Using Field / Annotated constraints

Attach constraints via Annotated[..., Field(...)] or Field(...) directly on the attribute.

from typing import Annotated, Set
from pydantic import BaseModel, Field
from pyfake import fake

class BoundedSet(BaseModel):
  nums: Annotated[Set[int], Field(min_length=2, max_length=4)]

print(fake(BoundedSet, seed=42))
# generator asked for 2..4 items before deduplication
{'nums': {3, 7}}

Supported Field options

Option Description
min_length Minimum number of items to generate (before deduplication).
max_length Maximum number of items to generate (before deduplication).

Unsupported / Partial Support

  • There is no explicit length override for sets; use min_length/max_length instead.
  • The default string generator does not guarantee arbitrary regex matches for string elements. Use a custom generator for strict regex-based elements.

Several element types & unions

Sets can contain union types like Set[int | str]. Each generated candidate element is produced by selecting a variant. Because sets require hashable elements, prefer primitives (int, str, tuple, etc.).

from typing import Set
from pydantic import BaseModel
from pyfake import fake

class Mixed(BaseModel):
  items: Set[int | str]

print(fake(Mixed, seed=0))
{'items': {123, 'AbcDef'}}

Nullable sets

If the field is optional (Optional[Set[T]] or Set[T] | None) the resolver marks the field as a nullable union. The registry will return None for nullable unions when its RNG condition triggers (the current implementation uses a ~20% chance). Otherwise it generates a set as usual.

from typing import Optional, Set
from pydantic import BaseModel
from pyfake import fake

class MaybeSet(BaseModel):
  vals: Optional[Set[int]]

print(fake(MaybeSet, num=5, seed=1))
[
{'vals': {1, 2}},
{'vals': None},
{'vals': {3}},
{'vals': None},
{'vals': {4}}
]

Annotated inner types (UUID example)

Inner-type Annotated metadata is propagated to element generation, just like lists. For example Set[Annotated[UUID, UuidVersion(1)]] will request UUID v1 strings for elements when resolved.

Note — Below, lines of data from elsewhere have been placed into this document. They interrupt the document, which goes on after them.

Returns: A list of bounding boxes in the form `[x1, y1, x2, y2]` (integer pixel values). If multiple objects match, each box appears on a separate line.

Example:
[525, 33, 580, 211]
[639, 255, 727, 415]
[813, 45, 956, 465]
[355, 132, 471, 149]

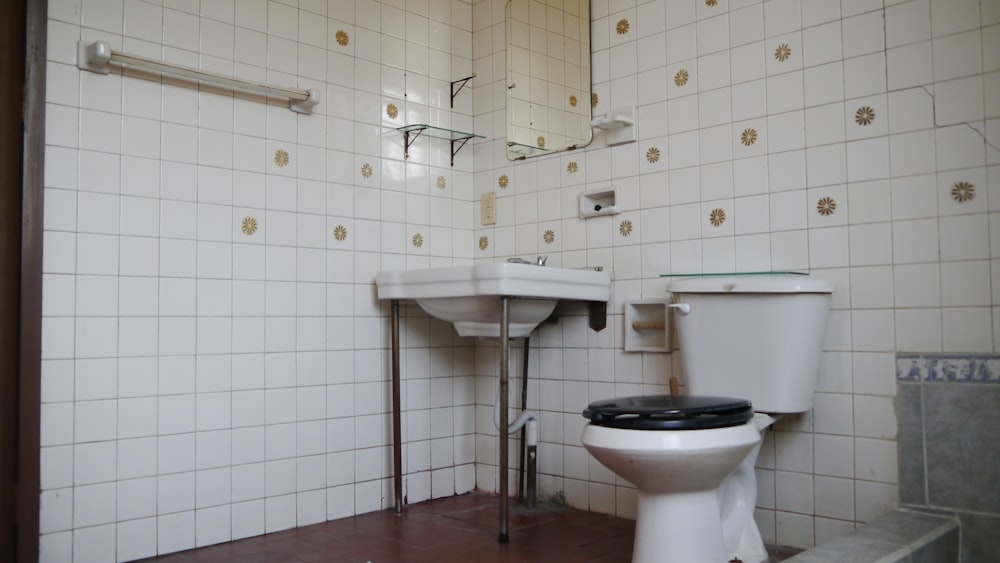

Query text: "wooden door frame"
[0, 0, 48, 562]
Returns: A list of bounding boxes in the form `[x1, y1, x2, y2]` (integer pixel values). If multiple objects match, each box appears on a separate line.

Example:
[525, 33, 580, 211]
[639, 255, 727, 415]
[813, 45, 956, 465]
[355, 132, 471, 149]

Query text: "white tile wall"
[40, 0, 1000, 561]
[40, 0, 475, 561]
[473, 0, 1000, 547]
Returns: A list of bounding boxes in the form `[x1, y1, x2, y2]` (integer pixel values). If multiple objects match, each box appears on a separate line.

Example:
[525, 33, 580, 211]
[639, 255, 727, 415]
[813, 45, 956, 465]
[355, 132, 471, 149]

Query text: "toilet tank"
[668, 275, 833, 413]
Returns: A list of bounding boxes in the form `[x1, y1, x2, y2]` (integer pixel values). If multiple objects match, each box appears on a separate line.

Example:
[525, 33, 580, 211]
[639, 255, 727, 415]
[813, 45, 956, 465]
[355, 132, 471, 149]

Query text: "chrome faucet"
[507, 256, 549, 266]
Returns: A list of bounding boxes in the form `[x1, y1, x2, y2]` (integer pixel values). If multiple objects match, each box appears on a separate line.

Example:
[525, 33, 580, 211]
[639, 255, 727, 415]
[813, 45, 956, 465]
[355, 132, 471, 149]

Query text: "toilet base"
[632, 490, 730, 563]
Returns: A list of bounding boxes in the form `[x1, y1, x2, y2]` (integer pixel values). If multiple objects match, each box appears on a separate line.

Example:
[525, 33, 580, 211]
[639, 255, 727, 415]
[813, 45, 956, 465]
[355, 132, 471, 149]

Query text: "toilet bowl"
[581, 276, 833, 563]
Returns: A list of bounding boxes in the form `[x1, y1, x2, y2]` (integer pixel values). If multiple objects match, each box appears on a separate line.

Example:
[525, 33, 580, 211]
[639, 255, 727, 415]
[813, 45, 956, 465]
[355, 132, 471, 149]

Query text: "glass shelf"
[396, 123, 485, 166]
[507, 141, 549, 160]
[660, 271, 809, 278]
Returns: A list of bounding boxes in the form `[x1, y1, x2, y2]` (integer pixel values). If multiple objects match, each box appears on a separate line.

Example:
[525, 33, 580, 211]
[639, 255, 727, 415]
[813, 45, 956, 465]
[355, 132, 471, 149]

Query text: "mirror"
[506, 0, 593, 160]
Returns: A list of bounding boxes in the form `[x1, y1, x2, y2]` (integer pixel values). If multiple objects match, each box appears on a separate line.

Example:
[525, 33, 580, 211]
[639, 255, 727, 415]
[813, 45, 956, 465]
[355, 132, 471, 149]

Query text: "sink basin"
[375, 262, 611, 338]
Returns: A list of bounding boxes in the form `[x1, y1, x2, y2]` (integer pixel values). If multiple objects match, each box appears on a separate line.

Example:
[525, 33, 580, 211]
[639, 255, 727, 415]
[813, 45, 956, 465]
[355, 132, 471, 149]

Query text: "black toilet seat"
[583, 395, 753, 430]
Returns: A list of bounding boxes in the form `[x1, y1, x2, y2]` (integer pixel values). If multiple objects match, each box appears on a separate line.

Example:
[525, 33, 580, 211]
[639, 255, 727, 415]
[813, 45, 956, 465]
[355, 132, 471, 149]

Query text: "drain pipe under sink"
[493, 337, 538, 509]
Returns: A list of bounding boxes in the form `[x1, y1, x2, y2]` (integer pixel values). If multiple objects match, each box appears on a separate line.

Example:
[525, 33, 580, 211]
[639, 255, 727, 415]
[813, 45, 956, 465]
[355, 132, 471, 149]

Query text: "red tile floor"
[145, 493, 798, 563]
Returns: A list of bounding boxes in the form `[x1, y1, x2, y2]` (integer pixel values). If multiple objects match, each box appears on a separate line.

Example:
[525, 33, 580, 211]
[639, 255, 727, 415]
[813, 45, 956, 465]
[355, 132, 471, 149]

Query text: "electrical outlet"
[479, 192, 497, 225]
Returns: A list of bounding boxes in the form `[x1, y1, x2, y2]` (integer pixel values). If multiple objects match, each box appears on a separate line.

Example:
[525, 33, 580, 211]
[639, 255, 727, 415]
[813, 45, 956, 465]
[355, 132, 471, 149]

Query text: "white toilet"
[581, 275, 833, 563]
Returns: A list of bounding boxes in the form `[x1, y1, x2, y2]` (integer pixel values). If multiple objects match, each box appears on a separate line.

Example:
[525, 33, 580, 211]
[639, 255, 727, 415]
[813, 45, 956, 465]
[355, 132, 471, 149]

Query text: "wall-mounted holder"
[580, 187, 621, 219]
[76, 41, 320, 115]
[590, 106, 638, 147]
[625, 298, 673, 354]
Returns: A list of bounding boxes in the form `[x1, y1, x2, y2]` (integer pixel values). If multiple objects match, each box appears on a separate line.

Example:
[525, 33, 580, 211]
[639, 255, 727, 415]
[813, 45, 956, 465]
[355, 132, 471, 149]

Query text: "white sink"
[375, 262, 611, 338]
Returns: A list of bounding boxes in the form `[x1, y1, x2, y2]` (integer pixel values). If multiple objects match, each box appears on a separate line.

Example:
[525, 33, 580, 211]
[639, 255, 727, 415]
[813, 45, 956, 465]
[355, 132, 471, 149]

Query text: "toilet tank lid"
[667, 275, 833, 293]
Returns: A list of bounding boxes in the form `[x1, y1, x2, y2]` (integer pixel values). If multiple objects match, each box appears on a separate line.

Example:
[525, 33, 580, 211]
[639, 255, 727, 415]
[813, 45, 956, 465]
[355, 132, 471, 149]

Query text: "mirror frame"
[504, 0, 594, 160]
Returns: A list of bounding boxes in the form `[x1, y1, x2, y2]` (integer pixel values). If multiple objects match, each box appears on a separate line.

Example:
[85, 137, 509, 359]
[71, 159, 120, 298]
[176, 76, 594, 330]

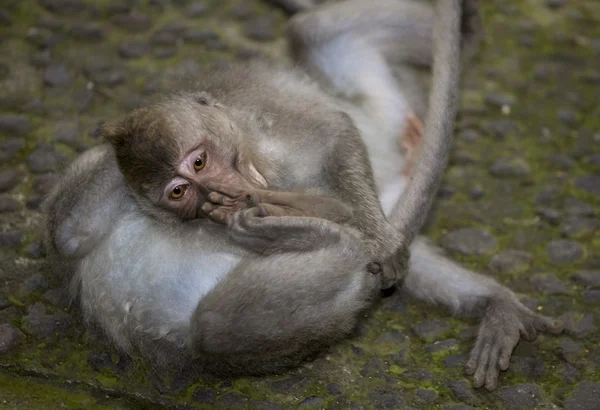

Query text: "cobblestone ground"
[0, 0, 600, 410]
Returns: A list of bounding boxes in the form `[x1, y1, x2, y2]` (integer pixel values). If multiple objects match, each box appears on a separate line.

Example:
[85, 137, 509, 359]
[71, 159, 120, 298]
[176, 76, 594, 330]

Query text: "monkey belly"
[77, 214, 242, 349]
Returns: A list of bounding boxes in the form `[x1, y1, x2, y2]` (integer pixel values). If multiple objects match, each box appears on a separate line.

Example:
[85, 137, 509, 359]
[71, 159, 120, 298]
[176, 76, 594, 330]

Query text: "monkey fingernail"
[367, 262, 381, 275]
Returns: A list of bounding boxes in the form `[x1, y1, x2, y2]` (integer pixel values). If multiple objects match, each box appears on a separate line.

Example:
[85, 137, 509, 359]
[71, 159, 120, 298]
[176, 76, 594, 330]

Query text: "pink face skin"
[159, 140, 267, 220]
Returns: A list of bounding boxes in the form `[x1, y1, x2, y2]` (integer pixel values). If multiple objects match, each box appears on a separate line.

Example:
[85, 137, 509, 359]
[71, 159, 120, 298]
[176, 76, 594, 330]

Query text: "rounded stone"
[44, 63, 71, 88]
[531, 274, 571, 295]
[0, 114, 31, 136]
[0, 323, 23, 355]
[0, 169, 19, 192]
[0, 230, 23, 248]
[495, 384, 546, 410]
[564, 381, 600, 410]
[490, 158, 531, 178]
[546, 239, 583, 265]
[488, 249, 532, 273]
[119, 40, 150, 59]
[111, 12, 152, 33]
[0, 195, 20, 213]
[575, 175, 600, 195]
[442, 228, 498, 256]
[245, 15, 275, 41]
[27, 143, 66, 174]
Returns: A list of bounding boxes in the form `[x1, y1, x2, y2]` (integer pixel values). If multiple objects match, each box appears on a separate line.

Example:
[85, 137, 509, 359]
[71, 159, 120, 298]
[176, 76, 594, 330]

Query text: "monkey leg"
[403, 239, 563, 390]
[188, 221, 378, 373]
[399, 114, 425, 177]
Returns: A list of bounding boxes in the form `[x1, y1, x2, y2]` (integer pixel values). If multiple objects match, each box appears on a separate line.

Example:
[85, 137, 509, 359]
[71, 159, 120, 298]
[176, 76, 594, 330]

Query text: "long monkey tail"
[391, 0, 481, 248]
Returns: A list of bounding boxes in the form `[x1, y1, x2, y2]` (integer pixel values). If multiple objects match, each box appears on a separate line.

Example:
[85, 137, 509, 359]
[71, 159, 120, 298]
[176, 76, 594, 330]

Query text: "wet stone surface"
[0, 0, 600, 410]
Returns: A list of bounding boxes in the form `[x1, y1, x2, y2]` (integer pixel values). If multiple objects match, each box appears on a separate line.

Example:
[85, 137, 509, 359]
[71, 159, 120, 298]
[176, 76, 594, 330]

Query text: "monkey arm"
[403, 238, 563, 390]
[202, 182, 352, 223]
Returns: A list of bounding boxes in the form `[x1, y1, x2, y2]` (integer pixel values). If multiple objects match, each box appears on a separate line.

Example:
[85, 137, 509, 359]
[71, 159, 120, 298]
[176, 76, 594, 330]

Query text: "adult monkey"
[45, 0, 560, 389]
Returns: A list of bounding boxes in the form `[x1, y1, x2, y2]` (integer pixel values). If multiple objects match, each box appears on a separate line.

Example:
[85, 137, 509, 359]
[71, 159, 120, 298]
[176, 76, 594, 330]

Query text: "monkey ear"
[193, 91, 223, 108]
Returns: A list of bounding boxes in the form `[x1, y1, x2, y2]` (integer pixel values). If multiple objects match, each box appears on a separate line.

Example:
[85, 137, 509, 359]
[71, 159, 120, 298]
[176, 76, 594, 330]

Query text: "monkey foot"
[465, 295, 564, 391]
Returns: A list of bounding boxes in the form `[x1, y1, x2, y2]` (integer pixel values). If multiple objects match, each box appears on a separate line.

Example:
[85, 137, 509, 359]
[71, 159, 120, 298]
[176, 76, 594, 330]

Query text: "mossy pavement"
[0, 0, 600, 409]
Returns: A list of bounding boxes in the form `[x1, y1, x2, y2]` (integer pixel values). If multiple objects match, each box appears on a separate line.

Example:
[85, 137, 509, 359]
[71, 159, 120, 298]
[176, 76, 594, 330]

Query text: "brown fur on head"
[98, 92, 266, 220]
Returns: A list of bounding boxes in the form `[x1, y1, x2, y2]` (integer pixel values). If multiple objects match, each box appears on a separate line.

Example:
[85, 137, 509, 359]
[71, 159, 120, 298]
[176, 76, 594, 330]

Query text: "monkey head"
[98, 92, 267, 221]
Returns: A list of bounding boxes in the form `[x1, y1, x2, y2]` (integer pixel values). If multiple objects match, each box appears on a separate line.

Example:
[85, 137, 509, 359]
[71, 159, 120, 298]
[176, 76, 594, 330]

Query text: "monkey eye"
[194, 152, 206, 171]
[169, 185, 187, 201]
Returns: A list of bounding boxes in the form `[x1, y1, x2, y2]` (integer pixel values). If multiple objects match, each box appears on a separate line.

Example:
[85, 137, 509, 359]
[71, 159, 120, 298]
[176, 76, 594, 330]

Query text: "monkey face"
[100, 93, 267, 220]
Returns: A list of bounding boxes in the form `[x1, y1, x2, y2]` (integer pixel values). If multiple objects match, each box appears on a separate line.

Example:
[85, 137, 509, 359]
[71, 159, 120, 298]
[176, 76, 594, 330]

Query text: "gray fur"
[44, 0, 562, 389]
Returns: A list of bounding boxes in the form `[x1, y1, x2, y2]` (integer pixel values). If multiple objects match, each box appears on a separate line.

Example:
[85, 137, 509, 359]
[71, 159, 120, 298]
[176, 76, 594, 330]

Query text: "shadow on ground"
[0, 0, 600, 410]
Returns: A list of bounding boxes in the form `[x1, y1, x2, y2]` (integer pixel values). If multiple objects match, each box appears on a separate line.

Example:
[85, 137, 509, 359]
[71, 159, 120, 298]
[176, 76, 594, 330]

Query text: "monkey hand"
[465, 292, 564, 391]
[368, 234, 410, 290]
[202, 182, 270, 224]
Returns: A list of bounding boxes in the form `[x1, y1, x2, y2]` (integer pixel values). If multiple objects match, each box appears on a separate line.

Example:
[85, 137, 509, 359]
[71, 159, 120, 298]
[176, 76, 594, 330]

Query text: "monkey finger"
[206, 182, 246, 198]
[533, 315, 565, 335]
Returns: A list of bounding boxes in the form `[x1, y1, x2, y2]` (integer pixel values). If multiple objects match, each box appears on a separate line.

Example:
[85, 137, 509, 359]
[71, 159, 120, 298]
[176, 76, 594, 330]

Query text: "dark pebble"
[546, 154, 575, 171]
[30, 50, 52, 68]
[23, 273, 48, 292]
[495, 384, 545, 410]
[369, 388, 404, 410]
[22, 302, 71, 339]
[44, 288, 71, 309]
[185, 1, 207, 18]
[0, 195, 20, 213]
[571, 270, 600, 288]
[488, 249, 532, 273]
[38, 0, 86, 14]
[87, 352, 113, 372]
[119, 40, 150, 59]
[425, 339, 458, 353]
[486, 119, 518, 138]
[560, 312, 598, 339]
[0, 114, 31, 136]
[412, 319, 450, 340]
[560, 216, 600, 238]
[444, 354, 468, 369]
[327, 383, 342, 396]
[69, 23, 104, 43]
[469, 185, 485, 201]
[54, 120, 80, 147]
[575, 175, 600, 195]
[558, 339, 585, 364]
[0, 323, 23, 355]
[558, 363, 581, 384]
[556, 109, 577, 126]
[217, 393, 248, 408]
[415, 389, 438, 403]
[0, 231, 23, 248]
[27, 143, 67, 174]
[564, 381, 600, 410]
[485, 93, 515, 108]
[546, 0, 567, 9]
[111, 12, 152, 33]
[44, 63, 71, 88]
[546, 239, 583, 265]
[458, 128, 480, 142]
[531, 274, 570, 295]
[535, 185, 561, 205]
[402, 369, 433, 382]
[583, 289, 600, 304]
[298, 396, 325, 409]
[490, 158, 531, 178]
[448, 380, 479, 406]
[442, 228, 497, 255]
[0, 169, 19, 192]
[246, 15, 275, 41]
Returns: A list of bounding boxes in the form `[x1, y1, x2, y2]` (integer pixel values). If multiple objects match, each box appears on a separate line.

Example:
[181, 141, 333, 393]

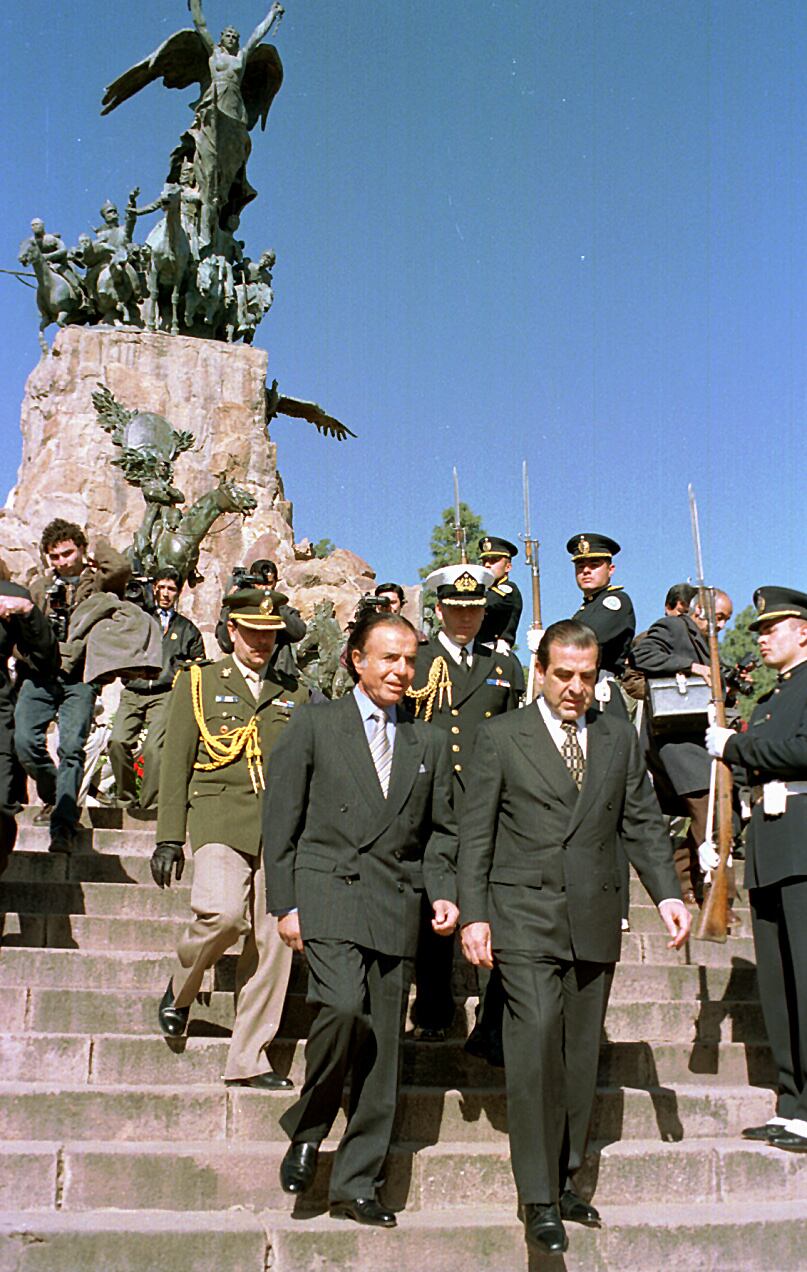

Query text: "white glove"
[706, 724, 734, 759]
[698, 840, 732, 883]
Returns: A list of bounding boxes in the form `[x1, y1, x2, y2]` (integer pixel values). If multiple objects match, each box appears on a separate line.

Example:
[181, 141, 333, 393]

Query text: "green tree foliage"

from typing import Annotated, Set
from uuid import UUID
from pydantic.types import UuidVersion
from pydantic import BaseModel
from pyfake import fake

class USet(BaseModel):
  ids: Set[Annotated[UUID, UuidVersion(1)]]

print(fake(USet, seed=0))
{'ids': {'a1b2c3d4-0000-1000-8000-000000000001'}}

Registry direct generation

The GeneratorRegistry can be invoked directly with a set schema (see tests). Example:

from pyfake.core.context import Context
from pyfake.core.registry import GeneratorRegistry
from pyfake.schemas import GeneratorArgs

context = Context(seed=0)
registry = GeneratorRegistry(context=context)
schema = {
  'type': set,
  'items': {'type': int, 'generator_args': GeneratorArgs()},
  'generator_args': GeneratorArgs(),
}

result = registry._generate(schema)
assert isinstance(result, set)

This mirrors the behaviour asserted in tests/core/test_pyfake_complex.py.

Implementation notes

  • Sets use the same length selection mechanism as lists: rng.randint(args.min_length or 1, args.max_length or 5).
  • Items are generated first into a list, then converted to set(items), which removes duplicates and may reduce the final size.
  • Elements must be hashable for set(...) to succeed — generating sets of unhashable inner types (e.g. list) can raise TypeError.
  • Format-based dispatch and inner-type metadata (UUID versions, numeric bounds, patterns) are handled by the resolver and applied to the element schema.

Unsupported / Partial support

  • The built-in string generator does not guarantee arbitrary regex matches for set elements. Use a custom generator if you need guaranteed pattern matches.
  • Deduplication means you cannot rely on a fixed final size when using set[...] — generate more items or post-process if you need to guarantee size.